Let's start with the definition.
GDP = C + I + G + (X – M)
- C = Personal Consumption Expenditures
- I = Gross Private Investment
- G = Government Spending
- X = Exports
- M = Imports
Wait a second. It says right there that imports are subtracted. Yes it does, but it is a mirage.
Gross Domestic Product
GDP stands for Gross Domestic Product. Gross domestic product (GDP) is the total market value, expressed in dollars, of all final goods and services produced in an economy in a given year.
The key word is "domestic".
Imports are not domestic. Shouldn't they be subtracted?
The answer is only if they were incorrectly totaled in the first place.
When the Bureau of Economic Analysis (BEA) measures economic output, it categorizes spending with the National Income and Product Accounts (NIPA). Some of this spending, which is counted as C, I, and G, is spent on imported goods. As such, the value of imports must be subtracted to ensure that only spending on domestic goods is measured in GDP. For example, $30,000 spent on an imported car is counted as a personal consumption expenditure (C), but then the $30,000 is subtracted as an import (M) to ensure that only the value of domestic production is counted.
As such, the imports variable (M) functions as an accounting variable rather than an expenditure variable. To be clear, the purchase of domestic goods and services increases GDP because it increases domestic production, but the purchase of imported goods and services has no direct impact on GDP.
Controversial Political Issue
In the Introduction to its article, the St. Louis Fed stated: "International trade is measured as part of GDP and is a large and growing component of our nation's economy. It's also an important, but controversial, political issue. However, the current textbook and classroom treatment of how international trade is measured as part of GDP can lead to misconceptions if not properly explained."
I can hear you thinking. "Wait a second, what if we did not have imports? Wouldn't domestic production be higher?"
In general, no.
For example: It would take a lot of effort for the US to be self-sufficient in growing bananas. I am sure it could be forced via tariffs, but at what cost?
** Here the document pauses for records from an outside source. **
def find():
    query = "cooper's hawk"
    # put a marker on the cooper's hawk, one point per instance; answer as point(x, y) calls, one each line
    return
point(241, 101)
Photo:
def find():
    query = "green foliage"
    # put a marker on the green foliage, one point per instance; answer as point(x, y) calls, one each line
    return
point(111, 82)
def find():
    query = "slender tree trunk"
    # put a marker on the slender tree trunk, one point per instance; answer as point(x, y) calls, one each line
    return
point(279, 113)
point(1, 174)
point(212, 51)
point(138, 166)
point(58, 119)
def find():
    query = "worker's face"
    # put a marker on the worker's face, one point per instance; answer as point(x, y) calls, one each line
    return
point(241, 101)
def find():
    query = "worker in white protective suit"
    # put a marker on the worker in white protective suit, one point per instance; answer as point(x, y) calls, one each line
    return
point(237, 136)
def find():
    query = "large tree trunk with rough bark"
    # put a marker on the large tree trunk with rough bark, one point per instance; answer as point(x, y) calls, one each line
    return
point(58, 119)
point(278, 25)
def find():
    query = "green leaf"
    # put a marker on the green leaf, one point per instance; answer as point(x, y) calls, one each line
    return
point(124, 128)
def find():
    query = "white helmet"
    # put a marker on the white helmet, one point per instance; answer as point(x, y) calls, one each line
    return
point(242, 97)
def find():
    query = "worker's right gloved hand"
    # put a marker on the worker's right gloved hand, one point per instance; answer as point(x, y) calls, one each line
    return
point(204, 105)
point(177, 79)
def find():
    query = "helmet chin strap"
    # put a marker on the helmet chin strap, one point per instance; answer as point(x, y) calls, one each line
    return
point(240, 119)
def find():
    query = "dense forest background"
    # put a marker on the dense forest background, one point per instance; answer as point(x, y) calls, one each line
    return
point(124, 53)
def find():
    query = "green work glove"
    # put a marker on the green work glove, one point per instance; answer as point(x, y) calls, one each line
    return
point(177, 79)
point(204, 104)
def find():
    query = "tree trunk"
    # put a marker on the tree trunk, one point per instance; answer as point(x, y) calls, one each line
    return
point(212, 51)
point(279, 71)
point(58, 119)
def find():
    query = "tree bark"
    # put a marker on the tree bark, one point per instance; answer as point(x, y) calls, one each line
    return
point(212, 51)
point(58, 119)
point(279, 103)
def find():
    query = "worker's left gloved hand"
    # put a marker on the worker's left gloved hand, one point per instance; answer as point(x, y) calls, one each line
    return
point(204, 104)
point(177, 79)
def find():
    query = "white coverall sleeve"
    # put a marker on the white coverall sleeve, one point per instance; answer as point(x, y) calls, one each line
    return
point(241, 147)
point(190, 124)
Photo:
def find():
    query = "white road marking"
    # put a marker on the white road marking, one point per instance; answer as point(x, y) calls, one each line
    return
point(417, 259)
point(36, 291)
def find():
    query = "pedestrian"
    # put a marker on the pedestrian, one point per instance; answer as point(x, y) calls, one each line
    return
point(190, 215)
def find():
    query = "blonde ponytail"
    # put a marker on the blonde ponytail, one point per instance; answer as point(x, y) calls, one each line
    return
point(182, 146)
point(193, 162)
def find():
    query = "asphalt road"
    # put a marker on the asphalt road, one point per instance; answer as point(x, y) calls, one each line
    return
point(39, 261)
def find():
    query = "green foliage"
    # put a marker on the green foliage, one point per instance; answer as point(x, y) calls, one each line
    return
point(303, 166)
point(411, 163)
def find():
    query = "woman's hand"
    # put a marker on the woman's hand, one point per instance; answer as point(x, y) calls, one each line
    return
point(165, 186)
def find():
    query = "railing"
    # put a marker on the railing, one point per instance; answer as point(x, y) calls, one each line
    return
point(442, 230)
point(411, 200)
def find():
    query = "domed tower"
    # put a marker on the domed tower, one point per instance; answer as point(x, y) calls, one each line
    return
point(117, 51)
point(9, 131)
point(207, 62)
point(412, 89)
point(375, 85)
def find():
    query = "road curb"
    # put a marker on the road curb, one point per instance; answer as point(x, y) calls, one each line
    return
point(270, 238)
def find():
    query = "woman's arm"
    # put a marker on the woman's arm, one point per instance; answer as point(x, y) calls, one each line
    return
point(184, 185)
US bananas would undoubtedly be more expensive than bananas from some place where they grow better. Money spent on bananas would be money not spent on something else.
Consumers would pay more for bananas than they are really worth on the global market. Only a fool (or a subsidized US banana grower) would think such tariffs are a good thing.
Winning vs Losing
Trump's myopic view of trade is that someone "wins" and someone "loses".
In reality, deals are not made unless both sides think they gain.
What about subsidies?
If China is indeed dumping steel, solar panels, anything, it is at the expense of China and for the benefit of US consumers and importers.
If a deal benefits us consumers and corporations then it is a good deal. Period.
In essence, for every alleged "dumped" good, we hand over clearly depreciating dollars and get foreign-subsidized materials in return.
It is idiotic to complain about this, but Trump does.
Q. What enabled this setup?
A. Nixon closed the gold window in 1971. Shortly thereafter, deficit spending exploded across the board.
Instead of blaming NAFTA, China, Obama, and everyone else for allegedly bad deals, It would behoove Trump to really understand what's going on.
Trump is clueless and so is everyone else who thinks Trump's trade wars are "winnable".